[comp.lang.c] Say what!?

levy@ttrdc.UUCP (Daniel R. Levy) (02/20/88)

In article <1988Feb17.171813.15472@utzoo.uucp>, henry@utzoo.uucp (Henry Spencer) writes:
> > Compiler  apparently does not like eof markers that are at the end of
> > the last line in a file.  Error c1004 results. Putting a cr-lf at the
> > end of the file solved the problem.
> 
> Compiler is doing it right, although the complaint is perhaps undesirably
> cryptic.  X3J11:  "A source file that is not empty shall end in a new-line
> character."  (Page 6, line 38, 11 Jan 1988 draft)

Ahem, what does X3J11 have to say about source files on systems (like VMess)
that support "record" text files?  There need be no new line character in them,
but each record ("line") in the file is defined by some other mechanism,
e.g., a byte count prepended to each record.  (Of course the answer should be
that such source files are treated for the purpose of the standard as if they
ended with a newline character, but is this actually an explicit part of the
standard?  And if not, shouldn't it be?  And for that matter, what if, in
the middle of a record in such a file, an actual newline character is found?
How is the compiler supposed to treat that??)
-- 
|------------Dan Levy------------|  Path: ..!{akgua,homxb,ihnp4,ltuxa,mvuxa,
|         an Engihacker @        |  	<most AT&T machines>}!ttrdc!ttrda!levy
| AT&T Computer Systems Division |  Disclaimer?  Huh?  What disclaimer???
|--------Skokie, Illinois--------|

gwyn@brl-smoke.ARPA (Doug Gwyn ) (02/21/88)

In article <2183@ttrdc.UUCP> levy@ttrdc.UUCP (Daniel R. Levy) writes:
>Ahem, what does X3J11 have to say about source files on systems (like VMess)
>that support "record" text files?

Why should X3J11 have to say anything about this?  It is the job of
the implementor to meet the specs.  In fact this particular problem
has been solved many times already by C compiler vendors.

Note that the implementor only has to provide one form of text stream
and one form of binary stream; other file formats could be handled as
extensions.  Most vendors are likely to do whatever they can to support
as many file types as possible, because it will make their customers
happier.  On VMS, for example, RMS can be used to help map strange file
types into a smaller number of regular models.

scjones@sdrc.UUCP (Larry Jones) (02/21/88)

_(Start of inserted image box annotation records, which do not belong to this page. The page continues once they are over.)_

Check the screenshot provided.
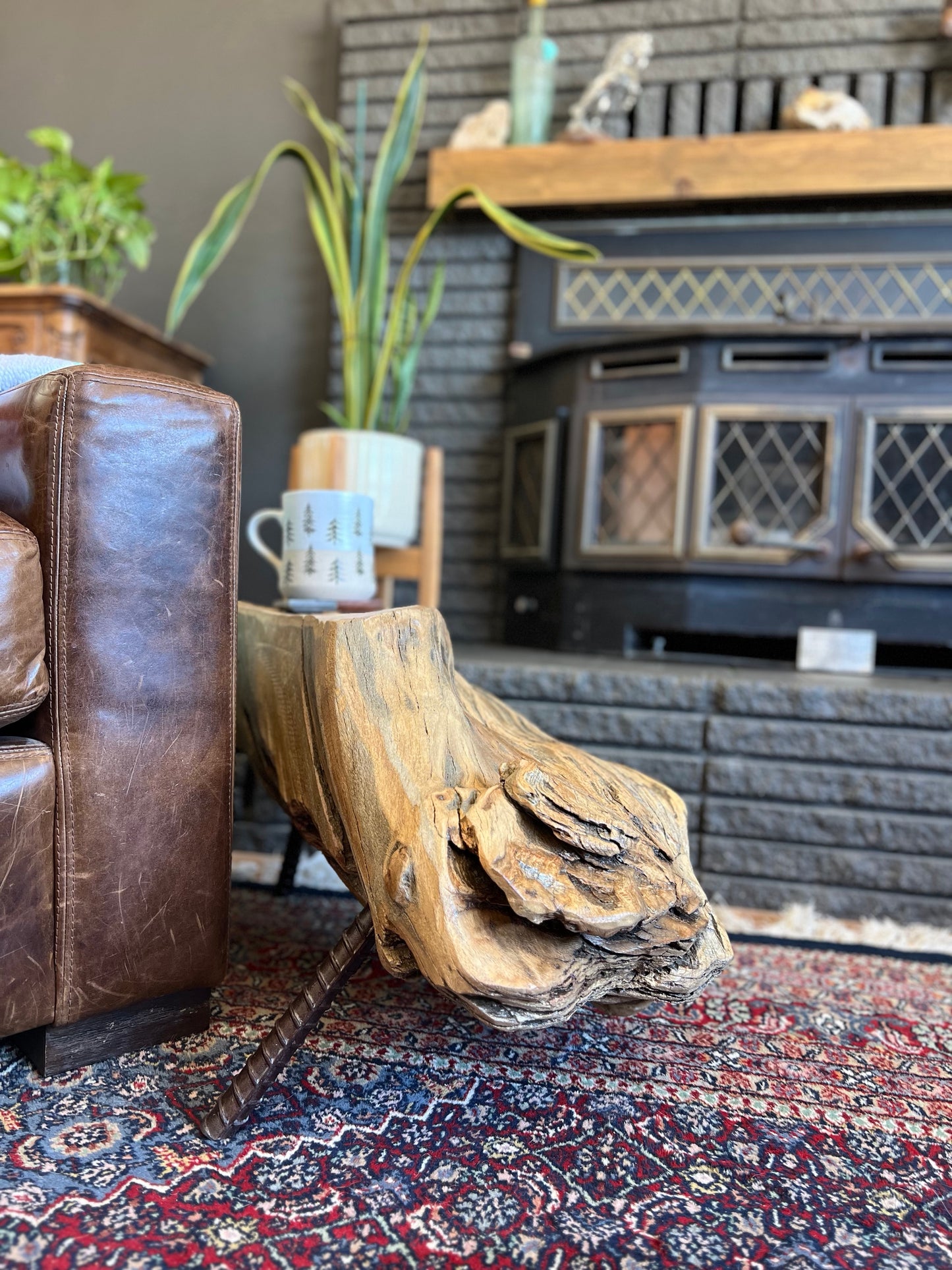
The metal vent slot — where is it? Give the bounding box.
[589,347,688,380]
[721,343,833,371]
[870,343,952,374]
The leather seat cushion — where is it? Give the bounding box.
[0,737,56,1036]
[0,512,49,728]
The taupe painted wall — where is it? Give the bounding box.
[0,0,337,600]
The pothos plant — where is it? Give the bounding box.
[0,129,155,300]
[166,32,598,432]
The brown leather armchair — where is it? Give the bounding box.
[0,366,238,1074]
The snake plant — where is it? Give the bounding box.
[166,32,598,432]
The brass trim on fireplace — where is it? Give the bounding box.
[853,407,952,573]
[578,403,694,563]
[552,252,952,330]
[692,401,841,565]
[499,419,559,560]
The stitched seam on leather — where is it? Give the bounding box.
[0,688,49,722]
[57,385,76,1022]
[72,367,227,397]
[222,403,240,960]
[47,377,69,1014]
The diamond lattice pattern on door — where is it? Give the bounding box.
[597,419,678,546]
[708,418,827,541]
[868,420,952,551]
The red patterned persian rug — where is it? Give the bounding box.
[0,889,952,1270]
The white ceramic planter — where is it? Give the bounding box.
[294,428,424,548]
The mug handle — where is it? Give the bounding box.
[245,507,283,582]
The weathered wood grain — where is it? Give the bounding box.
[238,604,731,1027]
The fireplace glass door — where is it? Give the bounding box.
[692,403,841,571]
[848,407,952,578]
[579,405,693,563]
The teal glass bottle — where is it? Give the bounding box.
[509,0,559,146]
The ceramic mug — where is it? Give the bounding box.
[246,489,377,600]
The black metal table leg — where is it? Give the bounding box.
[274,824,303,896]
[200,908,373,1141]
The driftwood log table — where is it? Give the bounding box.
[202,604,731,1140]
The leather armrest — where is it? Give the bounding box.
[0,366,238,1024]
[0,737,56,1036]
[0,512,49,728]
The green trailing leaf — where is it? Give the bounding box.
[321,401,350,428]
[0,129,155,300]
[163,26,598,430]
[26,129,72,155]
[367,185,599,432]
[165,141,349,335]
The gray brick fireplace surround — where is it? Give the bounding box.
[331,0,952,641]
[235,645,952,926]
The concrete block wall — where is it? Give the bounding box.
[457,648,952,926]
[331,0,952,640]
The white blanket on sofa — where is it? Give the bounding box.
[0,353,78,392]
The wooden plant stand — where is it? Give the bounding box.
[203,604,733,1140]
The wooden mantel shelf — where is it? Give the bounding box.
[426,125,952,207]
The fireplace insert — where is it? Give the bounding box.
[500,210,952,664]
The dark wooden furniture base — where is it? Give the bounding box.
[13,988,211,1076]
[200,908,373,1141]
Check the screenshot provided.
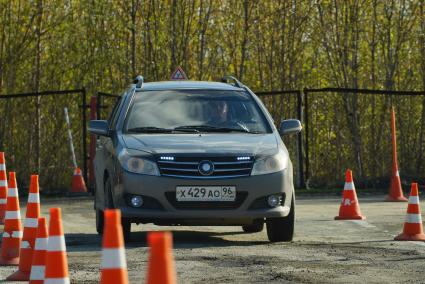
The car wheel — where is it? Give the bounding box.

In article <2183@ttrdc.UUCP>, levy@ttrdc.UUCP (Daniel R. Levy) writes:
> In article <1988Feb17.171813.15472@utzoo.uucp>, henry@utzoo.uucp (Henry Spencer) writes:
[ every line in a file must end with '\n', including the last line]
> Ahem, what does X3J11 have to say about source files on systems (like VMess)
> that support "record" text files?  There need be no new line character in them,
> but each record ("line") in the file is defined by some other mechanism,
> e.g., a byte count prepended to each record.  (Of course the answer should be
> that such source files are treated for the purpose of the standard as if they
> ended with a newline character, but is this actually an explicit part of the
> standard?  And if not, shouldn't it be?  And for that matter, what if, in
> the middle of a record in such a file, an actual newline character is found?
> How is the compiler supposed to treat that??)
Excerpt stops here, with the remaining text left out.